ADJUDICATING CLAIMS UNDER A COLLATERAL WARRANTY

Abbey Healthcare v Simply Construct: BLR [2022] p. 433, Court of Appeal

 

Adjudicating claims under a Collateral Warranty

Abbey Healthcare v Simply Construct: BLR [2022] p. 433, Court of Appeal

The Facts

Simply was a builder, which constructed the Arundale Care Home, achieving practical completion in October 2016.  In August 2017 Abbey took a long lease of the property in order to operate it as a care home.  Extensive fire safety defects were discovered and rectified at considerable expense in 2018.  In October 2020 Simply gave a collateral warranty to Abbey and subsequently took Abbey to adjudication for repair costs.  The adjudicator found he had jurisdiction, and ordered Abbey to pay £908,000!

The TCC refused to enforce the award on grounds that warranty was not a contract for construction operations.

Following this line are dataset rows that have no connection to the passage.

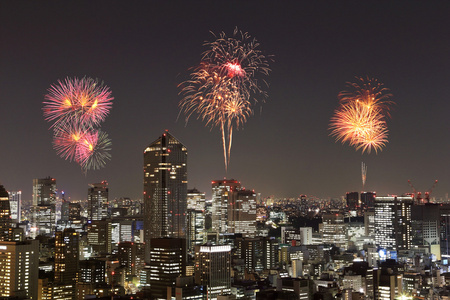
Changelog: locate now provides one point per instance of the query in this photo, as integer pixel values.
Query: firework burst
(84, 100)
(360, 120)
(75, 107)
(223, 88)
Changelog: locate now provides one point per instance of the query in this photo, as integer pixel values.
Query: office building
(242, 213)
(15, 204)
(44, 207)
(98, 201)
(393, 222)
(66, 256)
(165, 189)
(19, 269)
(167, 262)
(221, 196)
(196, 200)
(213, 269)
(4, 214)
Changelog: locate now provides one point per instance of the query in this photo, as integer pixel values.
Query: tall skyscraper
(15, 204)
(167, 262)
(221, 194)
(213, 269)
(393, 222)
(98, 201)
(242, 213)
(165, 189)
(44, 206)
(4, 214)
(66, 256)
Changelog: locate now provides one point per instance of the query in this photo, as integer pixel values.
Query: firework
(75, 107)
(363, 173)
(92, 151)
(223, 88)
(84, 100)
(360, 120)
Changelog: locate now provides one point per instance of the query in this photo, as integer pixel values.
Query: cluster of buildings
(176, 244)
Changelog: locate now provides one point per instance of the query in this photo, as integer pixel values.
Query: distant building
(19, 269)
(15, 204)
(165, 189)
(66, 257)
(44, 206)
(393, 222)
(221, 194)
(98, 201)
(213, 269)
(5, 221)
(167, 262)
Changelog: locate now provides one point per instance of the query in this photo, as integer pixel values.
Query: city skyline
(142, 51)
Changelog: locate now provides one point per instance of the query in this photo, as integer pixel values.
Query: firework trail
(363, 173)
(223, 88)
(75, 107)
(360, 119)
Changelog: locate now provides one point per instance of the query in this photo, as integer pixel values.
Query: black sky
(143, 49)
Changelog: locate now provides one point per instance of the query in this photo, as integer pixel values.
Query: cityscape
(246, 150)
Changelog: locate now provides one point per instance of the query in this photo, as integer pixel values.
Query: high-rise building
(352, 200)
(66, 256)
(213, 269)
(242, 213)
(44, 206)
(98, 201)
(221, 194)
(196, 199)
(4, 214)
(393, 222)
(167, 262)
(19, 269)
(165, 189)
(15, 204)
(99, 236)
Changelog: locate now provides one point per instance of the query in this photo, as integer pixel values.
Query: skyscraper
(393, 222)
(98, 201)
(15, 204)
(4, 214)
(221, 194)
(165, 189)
(43, 209)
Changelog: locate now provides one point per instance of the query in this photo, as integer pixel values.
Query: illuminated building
(167, 262)
(352, 200)
(334, 230)
(195, 200)
(19, 269)
(15, 204)
(98, 201)
(259, 253)
(195, 228)
(4, 214)
(43, 209)
(92, 271)
(99, 236)
(221, 195)
(393, 222)
(242, 213)
(213, 269)
(66, 256)
(165, 189)
(131, 256)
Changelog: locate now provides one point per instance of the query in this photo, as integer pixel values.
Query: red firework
(85, 100)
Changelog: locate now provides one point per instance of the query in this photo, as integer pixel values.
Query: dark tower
(165, 189)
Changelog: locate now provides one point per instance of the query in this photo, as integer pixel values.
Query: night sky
(143, 49)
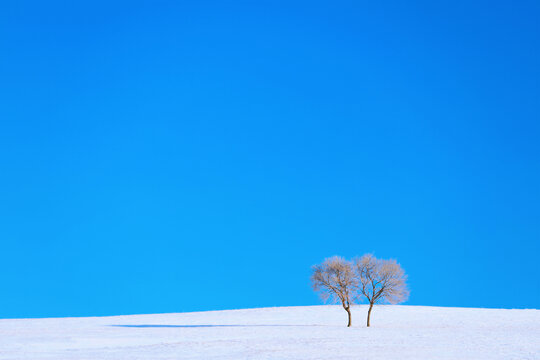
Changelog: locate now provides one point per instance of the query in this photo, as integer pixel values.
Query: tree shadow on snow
(198, 326)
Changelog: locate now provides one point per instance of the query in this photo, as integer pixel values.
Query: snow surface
(309, 332)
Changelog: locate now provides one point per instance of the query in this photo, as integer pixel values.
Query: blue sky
(169, 156)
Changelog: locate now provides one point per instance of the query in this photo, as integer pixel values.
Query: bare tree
(380, 280)
(335, 281)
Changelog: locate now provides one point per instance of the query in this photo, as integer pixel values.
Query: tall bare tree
(335, 281)
(380, 280)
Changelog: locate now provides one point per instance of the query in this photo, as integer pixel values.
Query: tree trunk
(348, 313)
(369, 312)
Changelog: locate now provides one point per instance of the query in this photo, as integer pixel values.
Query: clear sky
(169, 156)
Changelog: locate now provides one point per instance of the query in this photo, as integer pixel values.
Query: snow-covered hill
(311, 332)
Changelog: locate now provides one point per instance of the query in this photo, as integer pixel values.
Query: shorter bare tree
(380, 281)
(335, 281)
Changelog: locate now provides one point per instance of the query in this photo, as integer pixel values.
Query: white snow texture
(308, 332)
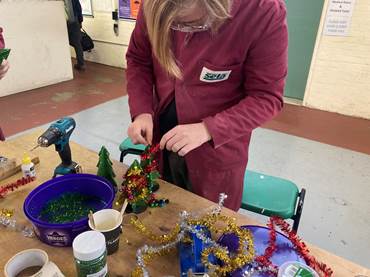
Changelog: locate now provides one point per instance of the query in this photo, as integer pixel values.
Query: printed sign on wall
(86, 7)
(129, 9)
(339, 17)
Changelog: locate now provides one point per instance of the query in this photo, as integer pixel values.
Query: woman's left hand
(184, 138)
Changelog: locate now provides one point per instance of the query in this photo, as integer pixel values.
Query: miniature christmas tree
(105, 168)
(150, 167)
(139, 183)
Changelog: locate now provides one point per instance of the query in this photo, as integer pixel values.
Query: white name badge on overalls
(211, 76)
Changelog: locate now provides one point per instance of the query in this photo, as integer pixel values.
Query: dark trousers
(175, 170)
(74, 36)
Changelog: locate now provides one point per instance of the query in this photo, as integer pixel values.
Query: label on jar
(101, 273)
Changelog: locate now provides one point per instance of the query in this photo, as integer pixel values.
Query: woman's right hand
(4, 67)
(140, 130)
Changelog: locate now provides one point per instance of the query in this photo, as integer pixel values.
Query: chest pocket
(208, 78)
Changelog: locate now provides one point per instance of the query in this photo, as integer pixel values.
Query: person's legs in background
(74, 35)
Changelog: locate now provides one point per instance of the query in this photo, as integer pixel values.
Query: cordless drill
(59, 133)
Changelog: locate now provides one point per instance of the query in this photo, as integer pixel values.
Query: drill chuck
(51, 136)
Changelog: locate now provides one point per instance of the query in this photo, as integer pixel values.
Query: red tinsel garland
(149, 153)
(298, 244)
(4, 190)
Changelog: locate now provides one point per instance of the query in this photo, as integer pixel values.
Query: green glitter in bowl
(69, 207)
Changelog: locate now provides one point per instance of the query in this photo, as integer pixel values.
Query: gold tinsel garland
(245, 253)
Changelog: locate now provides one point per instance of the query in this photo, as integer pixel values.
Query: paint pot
(90, 254)
(109, 223)
(31, 263)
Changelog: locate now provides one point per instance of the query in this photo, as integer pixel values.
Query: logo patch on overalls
(211, 76)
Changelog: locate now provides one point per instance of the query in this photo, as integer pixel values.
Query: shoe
(79, 67)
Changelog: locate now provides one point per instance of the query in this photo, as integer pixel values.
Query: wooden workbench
(160, 219)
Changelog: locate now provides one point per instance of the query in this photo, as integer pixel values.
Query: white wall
(37, 34)
(109, 48)
(339, 78)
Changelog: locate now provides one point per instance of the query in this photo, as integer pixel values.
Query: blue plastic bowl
(63, 234)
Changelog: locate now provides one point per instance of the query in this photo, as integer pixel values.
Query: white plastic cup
(31, 258)
(109, 223)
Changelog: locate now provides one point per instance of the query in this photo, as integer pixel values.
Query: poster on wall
(86, 7)
(339, 17)
(103, 5)
(129, 9)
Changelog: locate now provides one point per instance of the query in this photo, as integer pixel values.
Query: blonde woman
(202, 74)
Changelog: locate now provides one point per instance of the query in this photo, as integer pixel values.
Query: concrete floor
(336, 214)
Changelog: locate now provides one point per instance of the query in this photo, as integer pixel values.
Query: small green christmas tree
(105, 168)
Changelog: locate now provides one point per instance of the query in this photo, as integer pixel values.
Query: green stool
(268, 195)
(127, 147)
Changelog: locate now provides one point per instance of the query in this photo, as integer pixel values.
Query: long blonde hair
(160, 15)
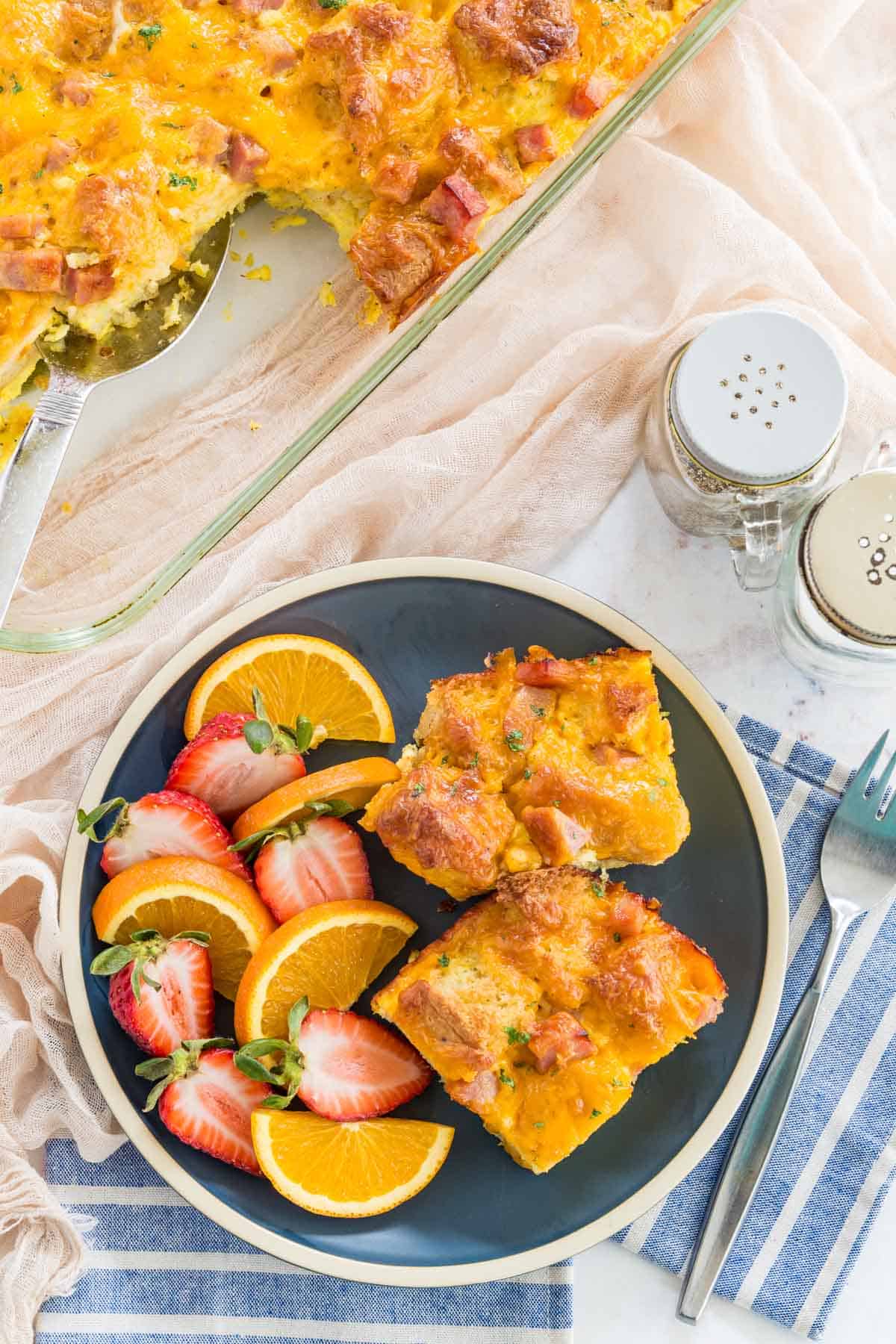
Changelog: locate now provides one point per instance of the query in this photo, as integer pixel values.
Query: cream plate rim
(703, 1139)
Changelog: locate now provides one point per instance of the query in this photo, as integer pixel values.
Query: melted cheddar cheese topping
(535, 764)
(541, 1006)
(129, 127)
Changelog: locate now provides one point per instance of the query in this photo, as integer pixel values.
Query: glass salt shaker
(743, 433)
(835, 612)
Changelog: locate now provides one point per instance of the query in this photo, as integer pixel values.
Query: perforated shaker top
(849, 557)
(759, 396)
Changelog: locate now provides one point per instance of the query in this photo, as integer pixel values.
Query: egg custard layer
(543, 1006)
(129, 127)
(541, 762)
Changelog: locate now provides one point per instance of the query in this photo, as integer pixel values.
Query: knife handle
(754, 1142)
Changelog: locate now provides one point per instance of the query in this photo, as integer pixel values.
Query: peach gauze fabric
(763, 175)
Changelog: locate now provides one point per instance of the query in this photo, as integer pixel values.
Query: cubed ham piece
(89, 284)
(628, 915)
(246, 158)
(556, 672)
(33, 269)
(75, 87)
(558, 1041)
(591, 96)
(558, 838)
(535, 144)
(255, 6)
(613, 757)
(479, 1093)
(455, 203)
(60, 154)
(395, 179)
(22, 226)
(277, 53)
(208, 140)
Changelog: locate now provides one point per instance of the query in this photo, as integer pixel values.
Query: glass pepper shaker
(743, 433)
(835, 612)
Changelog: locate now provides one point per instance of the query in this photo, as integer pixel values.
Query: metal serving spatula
(857, 873)
(74, 371)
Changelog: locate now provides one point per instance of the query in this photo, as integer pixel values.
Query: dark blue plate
(482, 1216)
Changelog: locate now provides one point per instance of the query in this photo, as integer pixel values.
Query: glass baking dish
(361, 358)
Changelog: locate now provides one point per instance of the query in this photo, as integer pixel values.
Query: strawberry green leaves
(287, 1073)
(146, 947)
(293, 830)
(180, 1063)
(262, 735)
(87, 820)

The Court of Appeal (2:1) Held

  • Abbey’s appeal was granted, since
  • The builder’s collateral warranty to the Tenant was, on its wording, a “contract for construction operations” (see section 104(1) Housing Grants Construction Regeneration Act 1996).

Comment

  1. The CA consciously adopted a wide interpretation of s. 104(1) “a construction contract means an agreement with a person .....for the carrying out of construction operations”.
  2. Simply had a contractual duty to give the warranty to the Tenant, even though it knew that a claim would follow.  This case shows the importance of ensuring that a Warranty gives the Beneficiary no greater nor longer rights than the original Employer.
  3. Unfortunately, this decision also creates at least 2 serious problems:
  4. all 3 judgements of the court placed great stress on the interpretation of the specific wording.  This means that much time will be spent in future arguing whether not particular warranties are or are not contracts for  construction operations, and before that, in negotiating the wording so as to impose or avoid this status;
  5. collateral warranties given by design professionals will drag their underwriters into high-speed 28 day dispute resolution, with limited opportunity to involve defence expert evidence, and the threat having to make a major payout and then pursue recovery through the courts.